GRASS FIRES - AN UNLIKELY PROCESS TO EXPLAIN THE MAGNETIC PROPERTIES OF PRAIRIE SOILS


ROMAN, Stephani A., Environmental Science Program, Trinity College, 300 Summit Street, Hartford, CT 06106 and GEISS, Christoph, Environmental Science Program, Trinity College, 300 Summit St, Hartford, CT 06106, stephani.roman@trincoll.edu

It has been proposed that grass fires affect the magnetic properties of soils [e.g., Kletetschka and Banerjee, 1995] by combining generally reducing soil conditions with elevated temperatures. In this study we analyzed surface and subsurface samples from loessic soils and compared their differences in magnetic properties as a function of fire intensity. Fire intensity was established based on types of burnt vegetation, which ranged from low-intensity fires in short-grass areas to high-intensity fires in tall-grass and forested areas. We measured low-field magnetic susceptibility, a common proxy for the abundance of magnetic minerals, frequency-dependent susceptibility, a proxy for the presence of ultrafine-grained superparamagnetic minerals, and anhysteretic remanent magnetization, a magnetic proxy highly dependent on the presence of fine, single-domain magnetic particles. Although intense fires led to an increase in frequency-dependent susceptibility, no change occurred in the low-field susceptibility and ARM parameters. Magnetic changes are limited to sites that were very heavily burned in forest areas. These results agree with previous studies that found no increased magnetic enhancement in soils from burned short- and tall-grass prairies [Lopez et al., 2010].

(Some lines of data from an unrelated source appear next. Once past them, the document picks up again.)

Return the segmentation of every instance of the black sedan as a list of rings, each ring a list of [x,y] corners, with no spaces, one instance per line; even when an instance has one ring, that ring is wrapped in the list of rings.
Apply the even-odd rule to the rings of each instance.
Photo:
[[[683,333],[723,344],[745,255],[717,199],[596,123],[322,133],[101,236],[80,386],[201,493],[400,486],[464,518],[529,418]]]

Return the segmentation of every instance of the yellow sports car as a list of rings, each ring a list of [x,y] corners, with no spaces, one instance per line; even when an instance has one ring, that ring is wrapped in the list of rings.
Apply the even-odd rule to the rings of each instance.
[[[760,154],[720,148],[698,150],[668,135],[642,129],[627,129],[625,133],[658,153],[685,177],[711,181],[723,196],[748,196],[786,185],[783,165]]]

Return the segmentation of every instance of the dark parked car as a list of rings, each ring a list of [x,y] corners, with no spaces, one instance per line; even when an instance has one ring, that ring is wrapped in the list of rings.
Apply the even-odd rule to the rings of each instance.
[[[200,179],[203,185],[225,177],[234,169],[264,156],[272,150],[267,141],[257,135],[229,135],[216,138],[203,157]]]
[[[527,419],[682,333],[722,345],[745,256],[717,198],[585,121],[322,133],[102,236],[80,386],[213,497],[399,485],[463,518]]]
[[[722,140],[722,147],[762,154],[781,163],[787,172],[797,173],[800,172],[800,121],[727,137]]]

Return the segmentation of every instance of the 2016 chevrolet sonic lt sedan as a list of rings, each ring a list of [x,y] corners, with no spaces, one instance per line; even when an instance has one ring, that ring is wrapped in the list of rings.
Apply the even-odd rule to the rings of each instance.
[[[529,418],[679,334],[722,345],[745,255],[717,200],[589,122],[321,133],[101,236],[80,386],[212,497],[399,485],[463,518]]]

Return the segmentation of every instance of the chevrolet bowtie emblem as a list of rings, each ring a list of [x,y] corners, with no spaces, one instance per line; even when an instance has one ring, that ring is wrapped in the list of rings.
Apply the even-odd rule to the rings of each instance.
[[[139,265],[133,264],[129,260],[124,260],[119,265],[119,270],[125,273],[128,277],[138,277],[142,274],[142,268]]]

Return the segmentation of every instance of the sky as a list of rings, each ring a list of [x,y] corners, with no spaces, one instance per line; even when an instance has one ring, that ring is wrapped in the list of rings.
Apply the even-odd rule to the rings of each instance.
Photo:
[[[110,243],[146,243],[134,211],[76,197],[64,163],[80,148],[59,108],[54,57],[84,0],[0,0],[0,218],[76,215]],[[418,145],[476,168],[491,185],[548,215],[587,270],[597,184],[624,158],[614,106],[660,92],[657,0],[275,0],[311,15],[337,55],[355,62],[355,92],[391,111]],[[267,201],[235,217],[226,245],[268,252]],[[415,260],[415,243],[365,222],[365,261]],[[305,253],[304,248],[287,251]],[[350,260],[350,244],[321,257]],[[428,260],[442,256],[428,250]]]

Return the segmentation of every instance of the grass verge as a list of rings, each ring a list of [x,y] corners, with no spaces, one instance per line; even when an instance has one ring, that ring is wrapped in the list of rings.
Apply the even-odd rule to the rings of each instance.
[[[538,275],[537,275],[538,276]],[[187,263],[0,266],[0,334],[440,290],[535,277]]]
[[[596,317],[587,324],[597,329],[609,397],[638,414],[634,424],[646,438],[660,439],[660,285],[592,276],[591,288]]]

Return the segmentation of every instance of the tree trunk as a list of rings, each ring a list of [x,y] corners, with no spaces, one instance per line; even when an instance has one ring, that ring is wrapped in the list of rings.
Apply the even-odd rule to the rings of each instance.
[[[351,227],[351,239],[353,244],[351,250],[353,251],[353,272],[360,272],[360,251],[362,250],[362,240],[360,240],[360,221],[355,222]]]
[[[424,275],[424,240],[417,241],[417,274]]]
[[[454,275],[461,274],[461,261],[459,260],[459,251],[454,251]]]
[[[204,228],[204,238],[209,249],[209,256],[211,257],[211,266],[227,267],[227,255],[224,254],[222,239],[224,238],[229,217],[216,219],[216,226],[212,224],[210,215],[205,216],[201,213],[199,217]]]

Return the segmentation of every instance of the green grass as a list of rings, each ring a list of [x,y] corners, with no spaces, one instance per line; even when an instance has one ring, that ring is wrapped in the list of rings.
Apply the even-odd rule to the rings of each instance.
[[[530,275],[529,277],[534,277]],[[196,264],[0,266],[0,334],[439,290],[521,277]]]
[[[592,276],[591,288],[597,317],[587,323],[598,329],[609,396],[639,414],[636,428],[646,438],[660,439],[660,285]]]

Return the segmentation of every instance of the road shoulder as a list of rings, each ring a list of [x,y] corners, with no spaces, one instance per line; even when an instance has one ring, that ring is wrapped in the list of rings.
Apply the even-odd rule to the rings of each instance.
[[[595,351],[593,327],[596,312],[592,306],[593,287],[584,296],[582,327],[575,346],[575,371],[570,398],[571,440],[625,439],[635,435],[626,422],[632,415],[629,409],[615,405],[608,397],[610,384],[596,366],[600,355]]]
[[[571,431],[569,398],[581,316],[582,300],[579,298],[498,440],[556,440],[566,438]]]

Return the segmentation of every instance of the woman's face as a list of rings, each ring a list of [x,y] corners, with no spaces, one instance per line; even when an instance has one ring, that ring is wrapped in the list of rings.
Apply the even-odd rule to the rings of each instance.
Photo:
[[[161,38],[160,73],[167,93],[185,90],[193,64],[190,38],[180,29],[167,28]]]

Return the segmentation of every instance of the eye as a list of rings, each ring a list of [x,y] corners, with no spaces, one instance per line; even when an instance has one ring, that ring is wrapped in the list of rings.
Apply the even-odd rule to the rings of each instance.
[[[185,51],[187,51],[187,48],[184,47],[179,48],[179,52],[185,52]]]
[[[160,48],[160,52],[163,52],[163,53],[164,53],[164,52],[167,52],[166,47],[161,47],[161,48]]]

Kletetschka, G., and S. K. Banerjee (1995), Magnetic stratigraphy of Chinese loess as a record of natural fires, Geophys. Res. Lett., 22(11), 1241-1343.

Lopez, G., W. C. Johnson, and C. E. Geiss (2010), The Effect of Prairie Fires on the Magnetic Properties of Modern Soils at Konza Prairie, Kansas, Abstract GP13B-0783 presented at 2010 Fall Meeting, AGU, San Francisco, Calif., 13-17 Dec.